İTTİFAKLAR DAVAYA ZARAR

Koalisyonlar, 2001 öncesinde istikrarsızlığa yol açıyor demiyor muyduk? Bugün ittifak adı altında niye ister istemez koalisyonlara doğru yol alıyoruz?

Sayın Burhan Kuzu, seçim öncesi adayların oy almak için her kesime hitap etmek zorunda kalacağını, böylece istikrar geleceğini savunmuştu. Sayın Yusuf Halaçoğlu da bu sistem zorunlu koalisyon getireceği için gerek hükümette, gerek Mecliste anlaşmazlıklar ve huzursuzluklar yaratır diyordu.

Kara göründü şimdi. Sayın Bahçeli, şimdi Ak Parti yanlısı. BBP de Ak Parti yanında yer aldı. Saadet Partisi lideri de bir rapor hazırlamış, ben de size gelmek için yol arıyorum der gibi. Ne oluyor böyle?

Acaba geçmişteki gibi istikrarsızlık nedeni koalisyona mı gidiyoruz yeniden, yoksa 16 yıl verdiği mücadeleyle milletin adamı lakabını alabilmiş lider onları gerçekten kendine yol arkadaşı yapmayı mı başardı? Sayın Kuzu’nun dediği istikrar mı, Sayın Halaçoğlu’nun dediği anlaşmazlıklar mı gelecek? Hesabî mi, hasbi mi bu yakınlaşmalar? Yaşayıp göreceğiz. Ancak çok şey yaşadı milletin adamı yakın geçmişte. Bazı yol arkadaşlarıyla da ithal ettikleriyle de yol ayrımlarına düştü. Kayıtlar ortada!

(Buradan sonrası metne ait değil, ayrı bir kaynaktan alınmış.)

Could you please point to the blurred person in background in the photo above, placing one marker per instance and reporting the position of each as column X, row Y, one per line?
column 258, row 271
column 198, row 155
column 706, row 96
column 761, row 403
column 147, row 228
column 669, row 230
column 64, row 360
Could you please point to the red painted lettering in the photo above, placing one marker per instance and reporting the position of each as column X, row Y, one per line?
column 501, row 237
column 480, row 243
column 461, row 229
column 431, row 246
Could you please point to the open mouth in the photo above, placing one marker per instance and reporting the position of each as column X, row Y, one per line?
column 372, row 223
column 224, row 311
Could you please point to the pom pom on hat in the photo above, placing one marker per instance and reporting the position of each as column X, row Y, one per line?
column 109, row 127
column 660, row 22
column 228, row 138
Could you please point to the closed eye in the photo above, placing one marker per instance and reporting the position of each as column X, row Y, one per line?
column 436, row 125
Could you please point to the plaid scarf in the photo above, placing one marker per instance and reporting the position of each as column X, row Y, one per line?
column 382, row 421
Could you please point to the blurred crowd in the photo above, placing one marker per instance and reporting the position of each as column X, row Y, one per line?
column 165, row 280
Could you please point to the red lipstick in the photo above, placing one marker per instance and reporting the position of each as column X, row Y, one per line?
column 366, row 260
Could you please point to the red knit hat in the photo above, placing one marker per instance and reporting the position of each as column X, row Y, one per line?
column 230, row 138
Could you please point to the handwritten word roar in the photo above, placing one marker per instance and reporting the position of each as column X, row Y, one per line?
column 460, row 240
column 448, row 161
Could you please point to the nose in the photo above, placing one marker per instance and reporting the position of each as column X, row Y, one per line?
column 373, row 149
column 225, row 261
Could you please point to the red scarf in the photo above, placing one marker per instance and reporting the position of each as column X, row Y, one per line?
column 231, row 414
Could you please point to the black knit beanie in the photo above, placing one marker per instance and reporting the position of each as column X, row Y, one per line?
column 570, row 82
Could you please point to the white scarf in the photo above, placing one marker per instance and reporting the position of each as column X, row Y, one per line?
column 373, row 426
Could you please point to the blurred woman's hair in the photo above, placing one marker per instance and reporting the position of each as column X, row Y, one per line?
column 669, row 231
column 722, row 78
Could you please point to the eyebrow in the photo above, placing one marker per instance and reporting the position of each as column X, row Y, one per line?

Sayın Bahçeli geçmişte sağ iktidarı oluşturabilecekken Sayın Çiller dinlensin demişti. Ülkücülere faşist diyen Ecevit’i sahiplenmişti. Sonra da koalisyondayken erken seçim deyip kendi iktidarının işini bitirmişti. Bu politikası da Ak Parti iktidarına yol açmıştı ama nedense uzun süre o davanın liderine çok yıkıcı muhalefet yapmıştı. Hatta Cumhurbaşkanlığı seçimlerinde bugün yerden yere vurduğu CHP ile ortak aday bile gösterebilmişti. Şimdi yine döndü. Bu dönüşlerini iyiye yoruyorum şahsen, devlet millet menfaatine sonuçlar getirdi çünkü. Devlet Yolu başlıklı yazı da yazdım hakkında. Ancak çok fazla eleştiri aldım sivil toplum kuruluşu mensuplarından. Dönüşleri hasbi değil hesabî bulanlar çoğunluk! Kendi tabanında bittiğini anlayınca Ak Partiye sığındı, MHPlileşmeyeceğiz diyenleri darılta darılta oy kaybına yol açacak diyorlar. Getirisinden çok götürüsü olur diyorlar.

Eleştirilerden anlaşılan o ki politikacı liderler hep hesabî hareket ederler. Küçük partileri ittifakla Meclise-hükümete taşımaya ne gerek? Üçü bir ittifak yapsınlar bakalım barajı aşabilirliyorlar mı?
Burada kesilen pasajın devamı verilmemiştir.